I am not sure if this is important, but I noticed that some output files created by trim.seqs are reported twice in the logfile (repeated from logfile snippet above):

mothur > trim.seqs(fasta=current, count=current, oligos=oligos.oligos)
Using soil.contigs.count_table as input file for the count parameter.
Using soil.trim.contigs.fasta as input file for the fasta parameter.

Using 28 processors.

Creating count files...


Output File Names: 
soil.trim.contigs.trim.fasta
soil.trim.contigs.scrap.fasta
soil.contigs.trim.count_table
soil.contigs.scrap.count_table
soil.contigs.trim.count_table
soil.contigs.scrap.count_table

I am reluctant to report this as a bug because I am often guilty of overlooking details. However, I cannot track down what I have done incorrectly. I also noticed that the trim.seqs command has been updated in mothur v.1.48. I am not sure if that is relevant.

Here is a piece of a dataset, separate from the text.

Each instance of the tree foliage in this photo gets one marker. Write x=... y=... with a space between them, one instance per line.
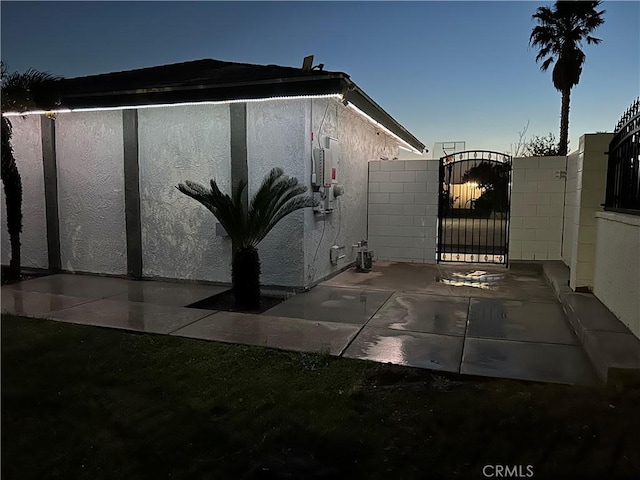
x=277 y=197
x=493 y=179
x=558 y=36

If anyone has advice, it would be greatly appreciated.

Thank you,

Jim

Instead of trim.seqs, you might try pcr.seqs .

The pcr.seqs command will scan the sequences and remove the primers. It will also return a .bad.accnos file with any sequence names that the primers were not found in. You can use that accnos file to remove the “bad” reads from your count file.

mothur > pcr.seqs(fasta=current, oligos=oligos.oligos, keepdots=f, …. and pdiffs or rdiffs options…)

Removing “bad” reads from the count_table

mothur > remove.seqs(count=current, accnos= current)

You can also provide an oligos file to make.contigs to remove the primers in that function

I tried pcr.seqs. That solved the problem. Thank you!

Jim

1 Like

This topic was automatically closed 10 days after the last reply. New replies are no longer allowed.